Выходило так, однако, что как ни старательно и настойчиво искал Бойко эти трущобы, в Бухаресте он их так и не обнаружил. Наоборот, чем дальше от центра в направлении к окраинам он удалялся, тем здоровее и красивее становились окрестности города, тем чище и уютнее выглядели утопающие в зелени небольшие коттеджи дачного и полудачного типа.
Возвратясь после демобилизации в Куйбышев, этот незадачливый трущобный изыскатель (кстати, великий поклонник всяческих „забегаловок", что его и погубило) поделился однажды с каким-то „случайным" собеседником около одного из пивных киосков своими впечатлениями о характере бухарестских „трущоб". Этого было вполне достаточно, чтобы он был арестован и чтобы ему было предъявлено соответствующее обвинение (по меньшей мере в антисоветской агитации).
Что случилось с Бойко потом и какую именно сумму лет „заработал" он на своей бухарестской операции, — мне неизвестно.
Между прочим, с этим Бойко, как преподавателем русского языка и литературы в одной из школ города, у нас с Вас.

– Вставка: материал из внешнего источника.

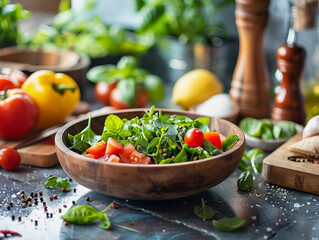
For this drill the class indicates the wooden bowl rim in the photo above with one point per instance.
(59, 143)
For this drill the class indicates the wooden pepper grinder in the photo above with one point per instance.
(250, 84)
(289, 102)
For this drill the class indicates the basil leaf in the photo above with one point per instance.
(50, 182)
(81, 214)
(228, 224)
(251, 126)
(245, 181)
(63, 183)
(203, 211)
(127, 89)
(229, 142)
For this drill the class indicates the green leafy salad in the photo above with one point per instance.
(155, 138)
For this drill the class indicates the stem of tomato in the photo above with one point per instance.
(61, 88)
(4, 95)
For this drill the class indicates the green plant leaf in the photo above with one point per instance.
(229, 224)
(229, 142)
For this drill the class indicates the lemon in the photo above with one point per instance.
(196, 87)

Ив. Успенским возник любопытный спор. Декламируя (в камере) известное стихотворение Лермонтова, начинающееся словами „И скучно и грустно...". Бойко, к нашему удивлению, произнес:
„А годы проходят — все лучшие годы..."
Мы поправили его, указав, что надо произносить не так, как он, а — „всё лучшие годы". Бойко, однако, этим не убедился и продолжал стоять на своем.
Спор этот могут, понятно, легко разрешить завзятые литературоведы и специалисты по Лермонтову во главе с Ираклием Андрониковым, но думается, что и без авторитетных подтверждений с их стороны истина все же на нашей стороне, и соответствующую строку из стихотворения Лермонтова следует произносить как „...всё лучшие годы".
Спор наш с Бойко лишний раз свидетельствует о том, насколько необоснованно объявленное за последние годы общее умаление буквы „ё", лишение ее полногласного и полноправного — и значения и звучания.